Dynamical Redesign of Biomolecular Networks

This project includes three main objectives. First and foremost, to go beyond the state-of-the-art, we develop novel enhanced sampling algorithms that enable more efficient biomolecular simulations. Biological processes take place on a much longer timescale than current molecular simulations can be afforded. Therefore, to be able to study these key biomolecular processes, enhanced sampling algorithms are necessary. Here, our objective is to use modern statistical mechanics tools to address this problem and enable our multiscale simulations to reach the required timescales. In addition, novel methods developed will be beneficial to the molecular modelling community.

Secondly, we aim to understand how mechanistic changes affect catalytic reactions. Here we focus on proton transfer coupled phosphate transfer reactions as our main objective, and aim to develop concepts based on generalized electron transfer. We also collaborate with experimental groups to understand structural and electrostatic aspects of catalysis, and here we focus on encapsulation within CBs, and light induced effects using gold nanoparticles.

Our main goal is to understand the catalytic reaction mechanisms in key phosphate catalytic enzymes. To this end, we currently investigate several examples of phosphate catalytic enzymes to identify important structural and mechanistic aspects shared by these systems. We aim to use these underlying principles to design catalytic systems aiding biomedical applications. In particular, this project had a main focus on the catalytic re-activation of oncogenic Ras.

WP1: Method development:
We developed methods aiding the understanding underlying the kinetic network for conformational changes in biomolecular systems. We worked in the framework of stochastic simulations that can be discretized and clustered to obtain the kinetically most representative reduced network of lower dimensionality. These types of methods help to capture long timescale behavior by building a tractable network which is computationally more efficient to study. We derived novel relationships between mean first passage times, kinetic rates, and variational properties of dynamical coarse graining approaches.
We also developed novel statistical methods to speed up Monte Carlo simulations using a framework based on irreversible samplers. Our methodology focuses on advancement of MSM-based approaches to determine molecular kinetics.
For biomolecular systems, we developed an AI-aided MLTSA protocol that enables modelling ligand unbinding and analysis of TS-driven CVs for kinetics-driven ligand design.
We published 7 peer-reviewed publications on this topic with Vladimir Koskin, Sam Martino, Pedro Buigues and other collaborators.

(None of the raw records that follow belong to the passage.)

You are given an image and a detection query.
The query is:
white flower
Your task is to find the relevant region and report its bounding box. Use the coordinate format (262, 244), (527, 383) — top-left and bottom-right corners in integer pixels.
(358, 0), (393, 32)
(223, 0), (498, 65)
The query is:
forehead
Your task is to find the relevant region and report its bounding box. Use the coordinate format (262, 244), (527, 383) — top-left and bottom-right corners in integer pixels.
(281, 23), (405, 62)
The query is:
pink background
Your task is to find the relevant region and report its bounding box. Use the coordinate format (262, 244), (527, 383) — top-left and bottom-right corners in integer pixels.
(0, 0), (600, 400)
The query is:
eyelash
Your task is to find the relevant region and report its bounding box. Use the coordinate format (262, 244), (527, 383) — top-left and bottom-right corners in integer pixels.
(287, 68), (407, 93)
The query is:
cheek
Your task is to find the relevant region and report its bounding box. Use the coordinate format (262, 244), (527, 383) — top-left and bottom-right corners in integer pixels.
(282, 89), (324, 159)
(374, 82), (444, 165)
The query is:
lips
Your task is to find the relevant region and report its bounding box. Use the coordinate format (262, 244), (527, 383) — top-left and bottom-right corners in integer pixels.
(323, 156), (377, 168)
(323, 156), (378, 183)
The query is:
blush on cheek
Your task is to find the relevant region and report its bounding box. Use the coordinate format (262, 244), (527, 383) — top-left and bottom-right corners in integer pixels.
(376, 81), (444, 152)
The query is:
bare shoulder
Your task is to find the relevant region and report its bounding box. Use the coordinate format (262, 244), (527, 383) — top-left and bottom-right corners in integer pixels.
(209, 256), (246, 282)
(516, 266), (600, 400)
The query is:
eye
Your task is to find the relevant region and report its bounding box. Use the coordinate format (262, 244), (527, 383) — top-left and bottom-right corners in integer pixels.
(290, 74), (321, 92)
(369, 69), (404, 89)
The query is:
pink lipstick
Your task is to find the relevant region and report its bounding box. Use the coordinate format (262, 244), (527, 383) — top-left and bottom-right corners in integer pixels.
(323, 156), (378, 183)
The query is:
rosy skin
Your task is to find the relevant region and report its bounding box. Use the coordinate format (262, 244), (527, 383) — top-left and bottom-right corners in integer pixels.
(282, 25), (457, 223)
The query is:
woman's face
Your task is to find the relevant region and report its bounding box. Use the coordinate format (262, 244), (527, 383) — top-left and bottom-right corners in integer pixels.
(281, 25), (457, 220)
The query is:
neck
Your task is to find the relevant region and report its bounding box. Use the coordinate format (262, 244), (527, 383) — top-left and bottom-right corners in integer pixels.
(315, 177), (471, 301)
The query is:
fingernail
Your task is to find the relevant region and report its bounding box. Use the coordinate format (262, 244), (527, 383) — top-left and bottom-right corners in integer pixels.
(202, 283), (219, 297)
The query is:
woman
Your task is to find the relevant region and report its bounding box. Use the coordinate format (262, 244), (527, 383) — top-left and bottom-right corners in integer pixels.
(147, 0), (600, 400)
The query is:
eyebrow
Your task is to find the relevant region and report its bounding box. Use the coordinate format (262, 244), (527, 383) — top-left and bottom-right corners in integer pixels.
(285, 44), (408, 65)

Ligand design pipeline was also developed for Ras, and it is currently tested experimentally.


WP2: Catalysis:
We published several joint experimental-computational studies addressing host-guest ligand complexation and molecular interactions with light. Here, one of the examples includes CO2 reduction on gold surface by electrocatalysis, aided via host-guest complexation with CBs. We also analyzed key factors in the rate enhancement for Diels-Alder reactions catalyzed by CB complexation. Here, our computational tools using multiscale quantum classical methods were able to reproduce the catalytic effects accurately for various substrates.
Biological applications:
We have demonstrated that accurate quantum-classical multiscale simulations can reveal the mechanistic details of several phosphate catalytic reactions of biomedical interest. In collaboration with the Cherepanov group at the Crick Institute, we demonstrated that computational methods can help distinguish first and second-generation viral drugs in wild type and drug resistant mutant HIV-1 integrase.
We developed an analysis method using Marcus electron transfer model, to better understand coupled proton transfer processes in phosphate biocatalysis. This work is currently in preparation, with a broad range of examples, including simple SN2 reactions as well as the catalytic reaction of Ras GTP hydrolysis.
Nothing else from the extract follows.